Y el pastor, al escucharlo, miró larga y curiosamente a Iranon, como recordando algo muy antiguo, y se fijó en cada rasgo del perfil del forastero, en su dorado cabello y en sus hojas de parra. Pero era muy anciano y agitó la cabeza al replicar:

—Oh forastero, es cierto que he escuchado el nombre de Aira y cuantos otros has mencionado, pero provienen de lo más antiguo de los años. Los oí en mi juventud en boca de un compañero de juegos, un pequeño indigente, perturbado por raros sueños, que era capaz de tejer interminables leyendas sobre la luna y las flores y el viento del oeste. Solíamos reírnos de él a causa de su nacimiento, aunque él creyera ser hijo de un rey. Era apuesto como tú, pero lleno de ideas extrañas y demencia. Se fue siendo muy joven para encontrar a quienes pudieran oír con gusto sus cantos y sueños. ¡Cuán a menudo me cantó sobre lugares que nunca existieron y cosas que nunca serán! Hablaba sin parar de Aira. De Aira y del río Nithra, y de las cascadas del pequeño Kra. Siempre mencionaba que había vivido allí una vez como príncipe, aunque todos conocíamos su origen. Nunca existió la marmórea ciudad de Aira, ni quienes pudieran disfrutar sus extraños cantos, excepto en los sueños de mi antiguo compañero de juegos Iranon, quien ya no está con nosotros.

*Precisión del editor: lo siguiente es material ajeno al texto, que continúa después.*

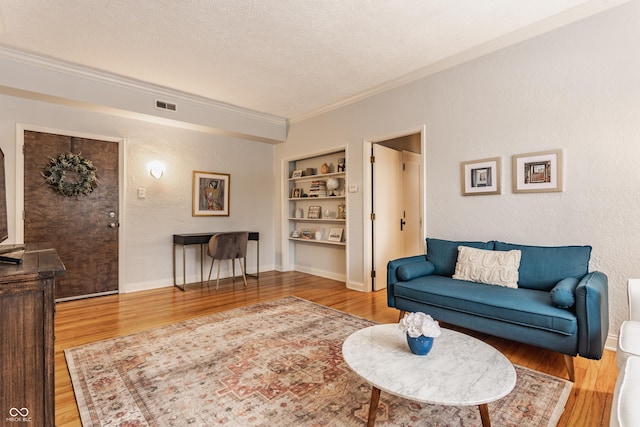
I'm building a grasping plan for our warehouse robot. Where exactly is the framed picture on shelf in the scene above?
[191,171,231,216]
[307,206,322,219]
[460,157,501,196]
[327,228,343,242]
[512,150,562,193]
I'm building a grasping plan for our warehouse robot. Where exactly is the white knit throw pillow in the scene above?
[453,246,522,288]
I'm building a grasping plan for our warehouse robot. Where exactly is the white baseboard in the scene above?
[604,335,618,351]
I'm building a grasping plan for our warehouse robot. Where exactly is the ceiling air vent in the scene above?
[156,99,176,111]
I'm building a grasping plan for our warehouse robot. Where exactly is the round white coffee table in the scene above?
[342,324,516,427]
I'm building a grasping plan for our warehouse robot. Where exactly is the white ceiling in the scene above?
[0,0,626,121]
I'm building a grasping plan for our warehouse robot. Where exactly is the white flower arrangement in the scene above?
[399,311,440,338]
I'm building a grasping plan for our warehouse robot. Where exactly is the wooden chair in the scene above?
[207,231,249,290]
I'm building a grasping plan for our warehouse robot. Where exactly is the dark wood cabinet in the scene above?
[0,244,65,427]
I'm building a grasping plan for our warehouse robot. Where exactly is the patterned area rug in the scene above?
[65,297,572,427]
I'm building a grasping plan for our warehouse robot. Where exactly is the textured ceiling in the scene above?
[0,0,621,119]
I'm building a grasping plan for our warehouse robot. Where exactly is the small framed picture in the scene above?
[307,206,322,219]
[191,171,230,216]
[512,150,562,193]
[327,228,343,242]
[460,157,501,196]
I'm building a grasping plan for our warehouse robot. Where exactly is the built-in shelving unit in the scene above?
[283,148,348,277]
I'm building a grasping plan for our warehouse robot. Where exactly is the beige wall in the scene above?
[276,0,640,342]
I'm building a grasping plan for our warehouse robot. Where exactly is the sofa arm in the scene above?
[387,255,429,307]
[576,271,609,360]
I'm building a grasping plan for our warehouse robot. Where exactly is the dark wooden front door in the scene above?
[24,131,119,299]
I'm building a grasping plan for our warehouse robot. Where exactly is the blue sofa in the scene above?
[387,238,609,381]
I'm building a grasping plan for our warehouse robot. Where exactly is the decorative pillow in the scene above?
[427,237,496,277]
[396,261,436,281]
[551,277,579,308]
[453,246,521,288]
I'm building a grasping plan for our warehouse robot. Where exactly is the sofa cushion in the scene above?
[396,261,435,280]
[494,242,591,291]
[393,275,578,336]
[453,246,520,288]
[609,356,640,427]
[550,277,580,308]
[427,238,493,277]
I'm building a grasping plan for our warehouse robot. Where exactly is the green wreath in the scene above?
[42,153,98,197]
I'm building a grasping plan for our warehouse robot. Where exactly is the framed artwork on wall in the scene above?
[191,171,231,216]
[460,157,501,196]
[512,150,562,193]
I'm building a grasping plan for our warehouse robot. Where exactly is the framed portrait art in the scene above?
[512,150,562,193]
[192,171,230,216]
[460,157,501,196]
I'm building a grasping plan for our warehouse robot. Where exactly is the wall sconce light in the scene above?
[149,161,164,179]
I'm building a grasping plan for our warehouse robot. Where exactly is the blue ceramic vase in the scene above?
[407,334,433,356]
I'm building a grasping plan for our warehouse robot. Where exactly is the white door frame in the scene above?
[362,125,427,292]
[15,123,126,293]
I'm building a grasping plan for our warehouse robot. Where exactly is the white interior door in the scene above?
[372,144,404,291]
[402,151,425,256]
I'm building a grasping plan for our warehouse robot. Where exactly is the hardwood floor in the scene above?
[55,272,617,427]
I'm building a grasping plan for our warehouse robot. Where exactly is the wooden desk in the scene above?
[0,243,65,427]
[173,231,260,291]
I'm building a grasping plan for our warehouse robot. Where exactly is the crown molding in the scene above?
[0,45,288,127]
[289,0,631,125]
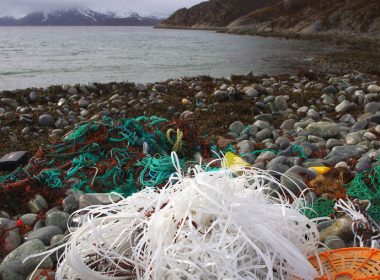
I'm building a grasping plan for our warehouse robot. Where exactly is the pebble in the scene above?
[280,119,296,130]
[237,140,254,154]
[255,128,273,141]
[29,91,37,102]
[274,95,288,111]
[229,121,245,135]
[38,114,54,127]
[319,215,354,242]
[280,166,316,195]
[20,213,38,226]
[367,85,380,93]
[322,85,338,94]
[27,194,48,213]
[24,226,63,246]
[45,211,70,232]
[306,121,340,139]
[364,102,380,114]
[335,100,354,113]
[346,132,361,145]
[0,240,53,280]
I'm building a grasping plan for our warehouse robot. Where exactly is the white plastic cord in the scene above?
[31,154,319,280]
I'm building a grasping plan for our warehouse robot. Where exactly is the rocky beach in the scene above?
[0,0,380,280]
[0,67,380,280]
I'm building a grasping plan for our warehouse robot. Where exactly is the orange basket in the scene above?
[309,248,380,280]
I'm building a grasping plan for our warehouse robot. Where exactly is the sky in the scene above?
[0,0,206,17]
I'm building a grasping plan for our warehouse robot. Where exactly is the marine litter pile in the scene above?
[0,73,380,280]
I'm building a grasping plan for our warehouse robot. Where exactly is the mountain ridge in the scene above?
[0,8,160,26]
[157,0,380,39]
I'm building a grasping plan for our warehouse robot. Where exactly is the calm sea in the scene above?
[0,27,328,90]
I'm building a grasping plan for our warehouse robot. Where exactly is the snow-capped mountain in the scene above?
[0,8,159,26]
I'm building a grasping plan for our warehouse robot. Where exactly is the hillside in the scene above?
[157,0,279,28]
[158,0,380,38]
[0,9,159,26]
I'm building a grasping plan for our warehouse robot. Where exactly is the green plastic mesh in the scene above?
[301,198,335,219]
[346,165,380,221]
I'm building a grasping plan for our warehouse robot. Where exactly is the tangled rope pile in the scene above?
[302,163,380,221]
[0,116,193,206]
[35,155,319,280]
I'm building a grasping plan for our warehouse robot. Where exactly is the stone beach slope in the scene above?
[0,71,380,280]
[157,0,380,40]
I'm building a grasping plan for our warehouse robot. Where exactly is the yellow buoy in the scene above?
[309,166,331,175]
[182,98,191,106]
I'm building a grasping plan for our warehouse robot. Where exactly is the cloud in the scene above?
[0,0,203,16]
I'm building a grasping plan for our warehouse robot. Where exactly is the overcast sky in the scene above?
[0,0,206,16]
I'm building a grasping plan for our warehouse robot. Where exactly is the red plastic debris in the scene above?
[16,220,24,227]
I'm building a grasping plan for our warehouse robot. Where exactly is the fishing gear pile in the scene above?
[42,154,319,280]
[0,116,190,209]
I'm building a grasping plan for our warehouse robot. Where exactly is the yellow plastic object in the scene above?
[309,166,331,175]
[222,152,250,172]
[309,248,380,280]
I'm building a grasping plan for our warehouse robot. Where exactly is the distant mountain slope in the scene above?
[158,0,280,28]
[158,0,380,38]
[228,0,380,37]
[0,9,159,26]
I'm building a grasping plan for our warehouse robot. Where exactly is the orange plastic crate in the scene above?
[309,248,380,280]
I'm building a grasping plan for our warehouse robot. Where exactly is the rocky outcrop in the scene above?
[158,0,380,38]
[157,0,280,28]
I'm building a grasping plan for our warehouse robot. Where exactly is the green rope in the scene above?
[35,168,62,189]
[345,165,380,221]
[137,156,185,187]
[301,198,335,219]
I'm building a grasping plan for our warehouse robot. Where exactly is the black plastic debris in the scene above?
[0,151,28,170]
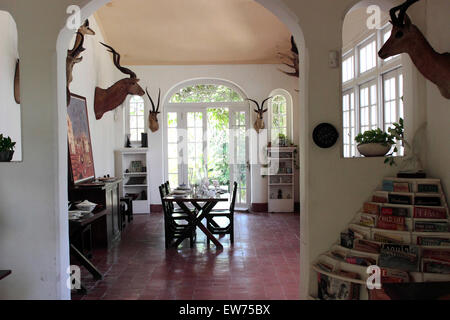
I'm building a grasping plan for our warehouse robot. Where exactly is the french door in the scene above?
[164,104,251,209]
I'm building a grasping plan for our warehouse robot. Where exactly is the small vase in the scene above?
[0,151,14,162]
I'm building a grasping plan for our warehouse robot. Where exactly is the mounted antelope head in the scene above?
[278,36,300,78]
[378,0,450,99]
[66,20,95,104]
[145,88,161,132]
[94,42,145,120]
[247,97,272,133]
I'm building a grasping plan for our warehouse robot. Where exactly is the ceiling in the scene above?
[95,0,291,65]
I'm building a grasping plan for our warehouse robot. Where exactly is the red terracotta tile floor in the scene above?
[72,213,300,300]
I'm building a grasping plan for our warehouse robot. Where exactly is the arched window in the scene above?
[128,96,145,142]
[170,84,244,103]
[0,11,22,161]
[269,89,292,143]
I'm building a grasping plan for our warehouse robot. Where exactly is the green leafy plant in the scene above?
[0,134,16,152]
[355,118,405,166]
[355,128,395,146]
[384,119,405,166]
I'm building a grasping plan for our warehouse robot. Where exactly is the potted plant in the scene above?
[355,128,395,157]
[275,133,287,147]
[0,134,16,162]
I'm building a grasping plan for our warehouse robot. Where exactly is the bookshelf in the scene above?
[310,178,450,300]
[267,147,296,212]
[115,148,150,214]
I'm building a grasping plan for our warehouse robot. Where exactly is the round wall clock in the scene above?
[313,123,339,149]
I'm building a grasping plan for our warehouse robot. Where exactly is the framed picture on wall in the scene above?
[67,94,95,184]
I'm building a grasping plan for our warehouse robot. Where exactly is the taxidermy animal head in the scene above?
[145,88,161,132]
[66,20,95,104]
[247,97,272,133]
[378,0,450,99]
[94,43,145,120]
[278,36,300,78]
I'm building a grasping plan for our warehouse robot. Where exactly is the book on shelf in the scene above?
[353,239,381,253]
[422,249,450,274]
[373,232,403,244]
[381,207,409,217]
[393,182,411,192]
[372,194,388,203]
[359,213,377,228]
[417,183,439,193]
[388,194,412,205]
[316,262,333,272]
[414,207,447,219]
[369,268,410,300]
[417,237,450,247]
[414,196,441,207]
[377,216,407,231]
[318,270,360,300]
[363,202,380,215]
[422,258,450,274]
[340,228,364,249]
[345,255,377,267]
[378,244,419,272]
[414,221,448,232]
[382,180,394,192]
[331,250,377,267]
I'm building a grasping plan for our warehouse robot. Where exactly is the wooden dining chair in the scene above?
[206,182,238,245]
[159,184,195,249]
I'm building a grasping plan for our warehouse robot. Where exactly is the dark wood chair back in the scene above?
[230,182,237,213]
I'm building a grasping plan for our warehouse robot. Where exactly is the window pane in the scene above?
[342,56,355,82]
[170,85,244,103]
[359,40,377,73]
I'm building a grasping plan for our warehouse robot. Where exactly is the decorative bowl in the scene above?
[358,143,392,157]
[76,200,97,212]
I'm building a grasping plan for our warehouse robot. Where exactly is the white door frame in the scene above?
[163,102,251,209]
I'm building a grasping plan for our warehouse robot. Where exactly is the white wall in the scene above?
[0,11,22,161]
[116,65,300,204]
[70,17,123,177]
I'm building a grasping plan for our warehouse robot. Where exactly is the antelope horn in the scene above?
[70,32,86,58]
[261,97,273,111]
[145,88,156,113]
[291,36,298,54]
[247,99,261,112]
[100,42,137,79]
[156,88,161,113]
[389,0,419,27]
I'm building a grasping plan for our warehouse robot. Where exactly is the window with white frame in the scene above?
[342,90,356,157]
[342,23,404,158]
[358,38,377,74]
[128,96,145,142]
[269,89,292,142]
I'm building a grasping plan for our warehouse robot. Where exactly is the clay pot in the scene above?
[358,143,392,157]
[0,151,14,162]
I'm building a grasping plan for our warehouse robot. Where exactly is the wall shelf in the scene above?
[267,147,297,213]
[115,148,150,214]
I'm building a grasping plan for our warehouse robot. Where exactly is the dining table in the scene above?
[163,192,229,249]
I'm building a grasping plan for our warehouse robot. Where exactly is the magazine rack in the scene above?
[309,178,450,300]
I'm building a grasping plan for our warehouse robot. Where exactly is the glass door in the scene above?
[165,106,251,209]
[230,108,251,210]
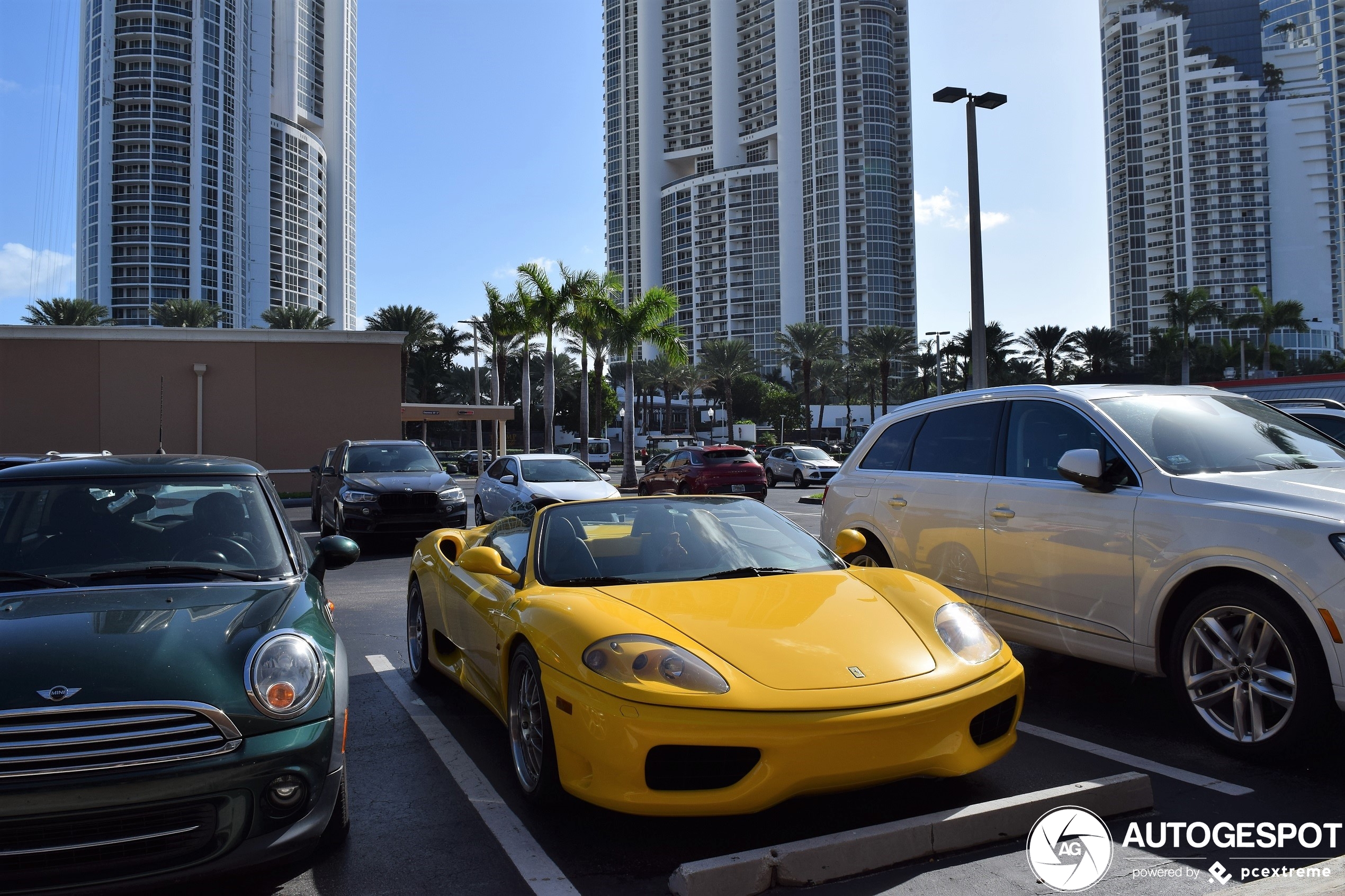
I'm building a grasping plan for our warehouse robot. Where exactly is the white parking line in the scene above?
[364,653,580,896]
[1018,721,1255,797]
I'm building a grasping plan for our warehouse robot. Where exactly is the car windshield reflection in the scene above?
[538,497,845,586]
[0,477,293,591]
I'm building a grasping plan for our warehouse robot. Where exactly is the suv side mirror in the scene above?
[1056,449,1116,492]
[458,546,519,584]
[308,535,359,582]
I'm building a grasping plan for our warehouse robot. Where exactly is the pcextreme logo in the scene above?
[1028,806,1113,893]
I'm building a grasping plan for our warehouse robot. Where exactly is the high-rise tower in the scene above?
[77,0,355,329]
[604,0,916,368]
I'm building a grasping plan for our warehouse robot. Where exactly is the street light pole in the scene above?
[934,87,1009,388]
[458,321,486,478]
[926,329,951,395]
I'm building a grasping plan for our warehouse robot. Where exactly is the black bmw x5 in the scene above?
[316,441,467,539]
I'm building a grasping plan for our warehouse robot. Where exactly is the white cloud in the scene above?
[0,243,75,298]
[916,187,1009,230]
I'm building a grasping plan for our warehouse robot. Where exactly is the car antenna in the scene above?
[155,376,168,454]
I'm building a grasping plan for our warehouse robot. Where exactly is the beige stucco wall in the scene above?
[0,327,401,492]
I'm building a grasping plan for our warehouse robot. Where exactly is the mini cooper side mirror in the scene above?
[308,535,359,582]
[1056,449,1116,492]
[458,546,521,584]
[837,529,869,557]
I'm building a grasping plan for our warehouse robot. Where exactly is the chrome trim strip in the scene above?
[0,825,200,858]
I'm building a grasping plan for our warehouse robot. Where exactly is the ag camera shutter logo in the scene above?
[1028,806,1113,893]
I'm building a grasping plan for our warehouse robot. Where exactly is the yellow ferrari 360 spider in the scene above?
[406,496,1024,816]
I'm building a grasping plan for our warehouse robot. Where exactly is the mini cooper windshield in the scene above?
[1096,395,1345,476]
[536,497,845,586]
[0,477,293,591]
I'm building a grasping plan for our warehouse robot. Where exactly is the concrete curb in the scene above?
[668,771,1154,896]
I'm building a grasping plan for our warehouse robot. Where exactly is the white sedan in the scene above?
[473,454,620,525]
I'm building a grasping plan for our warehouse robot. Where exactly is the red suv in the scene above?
[639,445,765,501]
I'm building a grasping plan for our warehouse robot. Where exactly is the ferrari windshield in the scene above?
[523,457,598,482]
[536,497,845,586]
[0,477,293,591]
[1096,395,1345,476]
[346,445,443,473]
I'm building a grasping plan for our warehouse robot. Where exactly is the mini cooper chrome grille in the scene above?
[0,702,242,778]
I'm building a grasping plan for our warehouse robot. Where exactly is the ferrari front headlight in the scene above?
[584,634,729,693]
[934,603,1005,665]
[245,631,327,719]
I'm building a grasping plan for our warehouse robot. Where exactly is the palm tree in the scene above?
[775,321,842,439]
[851,324,916,414]
[701,339,759,442]
[261,305,336,329]
[1233,286,1312,371]
[19,298,112,327]
[1016,324,1074,385]
[608,286,686,489]
[508,283,538,454]
[149,298,221,329]
[363,302,438,402]
[1069,327,1130,380]
[518,262,585,454]
[563,271,621,464]
[1163,286,1232,385]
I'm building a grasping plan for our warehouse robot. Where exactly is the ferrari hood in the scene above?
[603,569,935,691]
[0,583,297,714]
[1171,467,1345,520]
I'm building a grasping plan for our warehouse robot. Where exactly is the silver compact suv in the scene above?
[761,445,841,489]
[822,385,1345,754]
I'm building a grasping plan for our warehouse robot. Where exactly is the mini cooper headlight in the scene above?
[246,630,327,719]
[934,603,1005,665]
[584,634,729,693]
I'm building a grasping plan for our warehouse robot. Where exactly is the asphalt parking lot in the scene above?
[163,474,1345,896]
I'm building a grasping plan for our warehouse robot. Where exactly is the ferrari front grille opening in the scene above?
[644,744,761,790]
[971,697,1018,747]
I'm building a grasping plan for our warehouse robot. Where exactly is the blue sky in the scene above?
[0,0,1107,343]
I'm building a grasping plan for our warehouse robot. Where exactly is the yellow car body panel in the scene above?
[411,499,1024,816]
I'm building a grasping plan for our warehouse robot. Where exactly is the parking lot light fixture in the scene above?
[934,87,1009,388]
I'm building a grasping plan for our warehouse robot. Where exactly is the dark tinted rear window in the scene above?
[859,417,924,470]
[911,402,1003,476]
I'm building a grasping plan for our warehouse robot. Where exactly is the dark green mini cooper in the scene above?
[0,455,359,892]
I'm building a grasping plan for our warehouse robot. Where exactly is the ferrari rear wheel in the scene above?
[508,642,561,802]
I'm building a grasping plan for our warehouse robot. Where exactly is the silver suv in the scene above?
[822,385,1345,754]
[761,445,841,489]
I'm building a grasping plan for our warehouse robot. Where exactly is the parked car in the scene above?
[473,454,620,525]
[638,445,765,501]
[822,385,1345,754]
[0,455,359,892]
[319,441,467,539]
[1266,397,1345,444]
[763,445,841,489]
[308,449,336,522]
[406,496,1024,816]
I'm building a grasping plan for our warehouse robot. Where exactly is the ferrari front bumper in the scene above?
[542,659,1024,816]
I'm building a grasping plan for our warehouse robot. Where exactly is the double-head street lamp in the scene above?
[934,87,1009,388]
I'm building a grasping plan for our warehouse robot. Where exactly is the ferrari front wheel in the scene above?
[508,642,561,802]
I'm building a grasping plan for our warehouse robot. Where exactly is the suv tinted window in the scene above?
[859,415,924,470]
[911,402,1003,476]
[1005,402,1139,485]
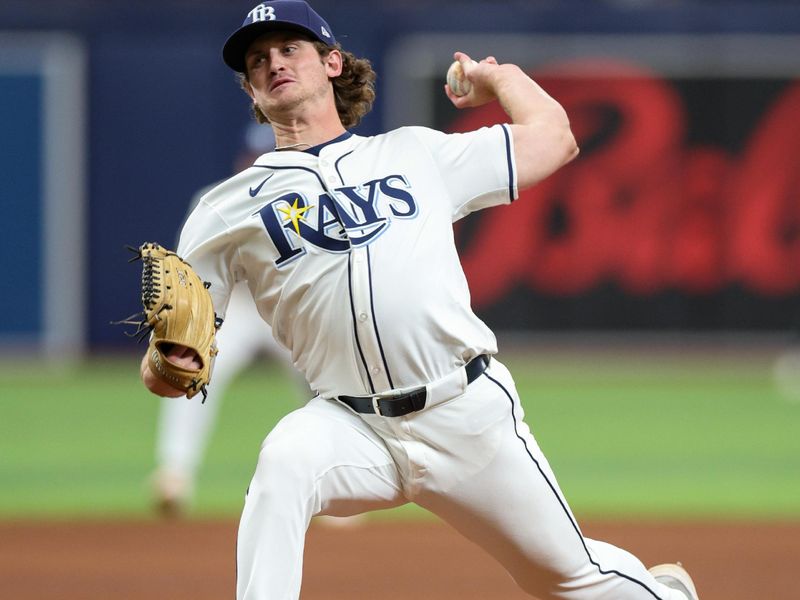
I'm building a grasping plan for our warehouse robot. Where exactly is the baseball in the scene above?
[447,60,475,96]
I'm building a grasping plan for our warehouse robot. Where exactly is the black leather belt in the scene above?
[336,354,489,417]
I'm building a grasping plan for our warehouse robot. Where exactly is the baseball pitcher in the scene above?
[142,0,698,600]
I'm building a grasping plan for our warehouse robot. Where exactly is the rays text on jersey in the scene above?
[259,175,418,267]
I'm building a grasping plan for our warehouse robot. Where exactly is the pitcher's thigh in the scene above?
[248,398,406,516]
[417,370,668,600]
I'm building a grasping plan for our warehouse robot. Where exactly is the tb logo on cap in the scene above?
[247,4,276,23]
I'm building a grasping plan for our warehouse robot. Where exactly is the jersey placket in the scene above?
[319,152,392,393]
[350,246,392,392]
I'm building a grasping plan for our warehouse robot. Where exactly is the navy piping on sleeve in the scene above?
[501,125,514,202]
[333,150,353,178]
[483,371,663,600]
[367,246,394,389]
[253,165,327,190]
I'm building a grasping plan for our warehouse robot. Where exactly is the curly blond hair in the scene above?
[239,40,377,129]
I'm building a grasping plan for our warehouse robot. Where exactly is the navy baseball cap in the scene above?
[222,0,336,73]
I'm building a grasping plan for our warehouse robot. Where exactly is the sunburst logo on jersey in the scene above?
[278,198,314,235]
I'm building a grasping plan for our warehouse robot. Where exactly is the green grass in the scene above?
[0,350,800,518]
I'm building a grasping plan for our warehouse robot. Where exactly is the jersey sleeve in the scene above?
[177,201,238,318]
[414,125,518,221]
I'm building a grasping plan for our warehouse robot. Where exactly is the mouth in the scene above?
[269,77,294,92]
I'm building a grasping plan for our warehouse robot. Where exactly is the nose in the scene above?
[269,48,285,75]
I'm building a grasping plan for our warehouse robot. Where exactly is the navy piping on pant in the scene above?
[483,371,663,600]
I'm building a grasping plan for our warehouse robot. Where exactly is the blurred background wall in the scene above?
[0,0,800,355]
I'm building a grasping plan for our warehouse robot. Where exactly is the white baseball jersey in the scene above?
[178,125,517,398]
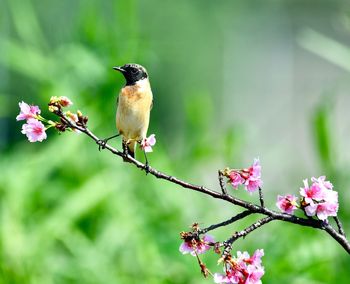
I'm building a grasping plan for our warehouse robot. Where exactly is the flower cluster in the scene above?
[214,249,265,284]
[276,176,339,221]
[276,194,298,214]
[222,159,262,192]
[16,101,47,142]
[140,134,157,153]
[179,232,215,256]
[16,96,88,142]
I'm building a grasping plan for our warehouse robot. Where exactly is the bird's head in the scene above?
[113,63,148,86]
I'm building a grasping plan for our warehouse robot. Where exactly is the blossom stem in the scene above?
[218,170,227,195]
[333,216,346,237]
[223,216,274,255]
[259,186,265,207]
[198,210,252,234]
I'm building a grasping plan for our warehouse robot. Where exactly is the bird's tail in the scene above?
[123,140,136,162]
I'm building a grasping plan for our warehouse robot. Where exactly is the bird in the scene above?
[99,63,153,165]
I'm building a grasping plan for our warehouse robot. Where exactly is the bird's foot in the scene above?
[144,163,150,175]
[96,139,108,151]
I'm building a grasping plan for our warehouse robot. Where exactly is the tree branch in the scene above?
[58,113,350,254]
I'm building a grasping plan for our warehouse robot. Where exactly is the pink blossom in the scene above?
[16,101,40,120]
[22,118,47,142]
[229,171,244,189]
[49,96,73,107]
[300,176,339,220]
[179,235,215,256]
[276,194,298,214]
[141,134,157,153]
[244,159,262,192]
[214,249,265,284]
[300,179,324,204]
[305,190,339,221]
[311,176,333,189]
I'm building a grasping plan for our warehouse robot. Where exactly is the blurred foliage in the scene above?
[0,0,350,284]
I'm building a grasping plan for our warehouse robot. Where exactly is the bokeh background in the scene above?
[0,0,350,284]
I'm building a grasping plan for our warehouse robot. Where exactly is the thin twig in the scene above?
[223,216,273,255]
[218,170,227,195]
[333,216,346,237]
[259,186,265,207]
[60,115,350,254]
[198,210,253,234]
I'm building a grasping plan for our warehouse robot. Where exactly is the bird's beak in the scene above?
[113,66,125,73]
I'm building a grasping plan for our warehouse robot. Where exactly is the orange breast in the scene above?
[116,80,153,140]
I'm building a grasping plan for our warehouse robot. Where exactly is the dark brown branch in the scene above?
[198,210,252,234]
[218,170,227,195]
[334,216,346,237]
[259,186,265,207]
[60,115,350,254]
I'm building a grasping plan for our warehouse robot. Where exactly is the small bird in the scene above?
[100,63,153,165]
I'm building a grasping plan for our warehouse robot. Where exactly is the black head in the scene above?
[113,63,148,86]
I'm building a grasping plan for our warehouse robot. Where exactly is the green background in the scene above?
[0,0,350,284]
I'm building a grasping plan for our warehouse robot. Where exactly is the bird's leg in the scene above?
[143,151,149,175]
[137,140,149,175]
[122,140,129,157]
[96,133,120,151]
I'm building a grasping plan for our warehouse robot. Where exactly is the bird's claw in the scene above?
[145,163,150,175]
[96,139,107,151]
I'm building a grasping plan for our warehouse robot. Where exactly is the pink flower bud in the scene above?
[22,118,47,142]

Y al anochecer, mientras las estrellas iban apareciendo una tras otra y la luna derramaba sobre el pantano una luz semejante a la que un niño ve vibrar sobre el suelo mientras le mecen para dormirlo, un hombre muy anciano, envuelto en destrozada púrpura y tocado con marchitas hojas de parra, se sumergió en las letales arenas movedizas mirando hacia adelante como si observara las cúpulas doradas de una bella ciudad donde los sueños encuentran comprensión. Y esa noche en el antiguo mundo murieron un poco de la juventud y la belleza.

The Quest of Iranon: escrito en 1921 y publicado en 1935.